Your plane, while gliding along at a merry 3,000m, could be blown away by a not-so-rogue missile. Perhaps you were on page 217 of James Patterson’s latest novel, Alex Cross 44: In Space! Does it matter? Ha ha! Oh, you! You will not finish that book, never will — it was literally disintegrated in the resulting explosive shock wave that pulverized Rows 1-34, seats A-E, which, unfortunately, included yours, B19, a ticket you purchased on standby, and, in a stroke of uncharacteristic good fortune, were allowed to use after a woman, a would-be passenger, came down with a nasty case of strep throat. Or maybe that person, the one who bought the ticket and who didn’t finish that book; could’ve been, it was your wife, with that little faded scar on her upper lip and that slightly crooked nose you found so endearing, rendered to a fine bloody mist. Better her than anyone.

Pretty horrifying.

If you think, really think, toss aside religion and afterlives, peer through the lens of realism and pragmatism and through the filmy rheum of soft-boiled nihilism, well, there doesn’t seem to be much to live for.

But you do; you live. You do not spend the day coiled in cold-sweated bed sheets, clutching your precious sons and daughters, fiancées and fiancés, boyfriends and girlfriends and husbands and wives, brothers and sisters and mothers and fathers and aunts and grandparents and uncles — clutching yourself — to your chest, terrified of an errant motorist or an assault rifle-toting psychopath or the looming wraith-hordes of fatal diseases.

More likely than not, you don’t give any of it a second thought.

You pack those fears in an infinity-ton bindle, shoulder it and promptly forget it. And then you trudge, walk, sometimes race onward, and not once, not for the love of God, no thank you sir, do you pause and wonder and open that sack of horrors, not even for the slightest peek. For even a glance would mean to be sucked, immediately and forever, black hole, into the deep, viscous tar pit that is bubbling despair and sadistic fantasies of grief and sorrow and angst and loss and darkness.

No, you keep on hiking, hill after trail bend after rocky gorge after mountain vista, having acknowledged those fears and rejected them, not in terms of their potentiality, their titanium, bomb shelter-proof truths, but because it is the only way to defeat that against which you are Lilliputian, powerless, faceless and meaningless.

You lead a happy, full life in the face of prospective, all too often inherent future misery. And when that midnight blackness does bear down, wraps it razor blade-studded tentacles around your throat, you take your beating and you towel off and bandage up and you keep on truckin’. If you can.
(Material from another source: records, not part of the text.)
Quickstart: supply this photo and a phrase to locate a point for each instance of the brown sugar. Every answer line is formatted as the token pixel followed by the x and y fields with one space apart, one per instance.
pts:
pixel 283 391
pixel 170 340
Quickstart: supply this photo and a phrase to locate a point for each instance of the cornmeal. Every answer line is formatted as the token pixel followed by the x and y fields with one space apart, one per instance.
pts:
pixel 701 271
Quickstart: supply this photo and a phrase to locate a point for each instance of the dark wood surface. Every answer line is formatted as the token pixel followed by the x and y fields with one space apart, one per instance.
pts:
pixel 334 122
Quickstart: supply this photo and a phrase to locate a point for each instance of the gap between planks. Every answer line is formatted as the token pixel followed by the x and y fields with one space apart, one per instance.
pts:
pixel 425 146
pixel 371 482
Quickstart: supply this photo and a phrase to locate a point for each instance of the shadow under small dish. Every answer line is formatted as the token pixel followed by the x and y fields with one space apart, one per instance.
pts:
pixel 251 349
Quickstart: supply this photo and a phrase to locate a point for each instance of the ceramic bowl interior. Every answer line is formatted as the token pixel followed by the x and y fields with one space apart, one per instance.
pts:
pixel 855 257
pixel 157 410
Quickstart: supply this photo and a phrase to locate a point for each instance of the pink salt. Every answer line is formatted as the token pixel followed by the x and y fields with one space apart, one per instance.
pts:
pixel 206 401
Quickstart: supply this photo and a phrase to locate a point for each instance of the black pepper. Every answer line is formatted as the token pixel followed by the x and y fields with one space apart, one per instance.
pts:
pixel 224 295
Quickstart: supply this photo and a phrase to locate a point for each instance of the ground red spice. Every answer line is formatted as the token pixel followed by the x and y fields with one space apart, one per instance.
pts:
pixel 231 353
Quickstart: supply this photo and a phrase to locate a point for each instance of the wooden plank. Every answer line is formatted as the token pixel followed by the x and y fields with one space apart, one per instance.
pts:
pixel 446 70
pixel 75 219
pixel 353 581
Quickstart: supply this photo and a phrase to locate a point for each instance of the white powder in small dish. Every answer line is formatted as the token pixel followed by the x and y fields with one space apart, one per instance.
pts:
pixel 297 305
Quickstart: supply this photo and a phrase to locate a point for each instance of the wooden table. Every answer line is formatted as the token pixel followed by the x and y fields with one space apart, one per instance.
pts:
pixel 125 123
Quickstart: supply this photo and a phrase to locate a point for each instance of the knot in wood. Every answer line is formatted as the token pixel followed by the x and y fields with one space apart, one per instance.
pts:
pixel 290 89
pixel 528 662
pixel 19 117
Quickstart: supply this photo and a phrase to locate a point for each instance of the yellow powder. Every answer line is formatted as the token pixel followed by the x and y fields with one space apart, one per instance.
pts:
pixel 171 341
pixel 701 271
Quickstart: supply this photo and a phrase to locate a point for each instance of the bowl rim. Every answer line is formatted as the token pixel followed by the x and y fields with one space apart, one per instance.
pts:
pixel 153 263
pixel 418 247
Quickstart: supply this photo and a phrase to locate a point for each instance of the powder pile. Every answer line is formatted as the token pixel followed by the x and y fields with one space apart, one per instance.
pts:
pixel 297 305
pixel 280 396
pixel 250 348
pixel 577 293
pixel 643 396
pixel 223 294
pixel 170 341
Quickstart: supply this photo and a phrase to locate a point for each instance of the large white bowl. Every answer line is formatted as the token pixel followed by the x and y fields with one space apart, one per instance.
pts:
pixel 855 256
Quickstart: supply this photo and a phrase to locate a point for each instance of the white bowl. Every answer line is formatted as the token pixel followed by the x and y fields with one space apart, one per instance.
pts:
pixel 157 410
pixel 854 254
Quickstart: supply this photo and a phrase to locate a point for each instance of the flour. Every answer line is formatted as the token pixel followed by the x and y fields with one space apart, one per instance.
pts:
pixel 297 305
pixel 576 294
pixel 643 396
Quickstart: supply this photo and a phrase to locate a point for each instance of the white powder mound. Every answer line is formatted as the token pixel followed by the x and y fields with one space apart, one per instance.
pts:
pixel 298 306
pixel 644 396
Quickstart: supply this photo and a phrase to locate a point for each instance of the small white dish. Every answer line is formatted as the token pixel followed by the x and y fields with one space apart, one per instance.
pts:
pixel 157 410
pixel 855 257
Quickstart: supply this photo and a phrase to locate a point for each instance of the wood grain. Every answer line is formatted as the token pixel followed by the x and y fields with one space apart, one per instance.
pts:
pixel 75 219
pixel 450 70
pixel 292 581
You live in the eye of the hurricane, and it’s only a matter of time before that sucker brings the house down, tears apart the very foundation of all you’ve ever known. But there you stand, outside, rain-drenched, lightning rod raised skyward, screaming for that puppy to come on, to give you all it’s got.

The best, most admirable part of being human, that spite, the ability to, consciously or not, ignore the warning bells, the howling alarms, the crimson wind-torn flags pleading with you to stop, to listen, begging you to take notice, to understand that something is irrevocably, intrinsically wrong.

Instead you continue, uninterrupted, your search for — and sometimes discovery of — joy, love, excitement. You dig it up, suck it out from whatever crevices or crannies in which it may hide, gulp it down and grin, find it delicious and ask, please, for another taste.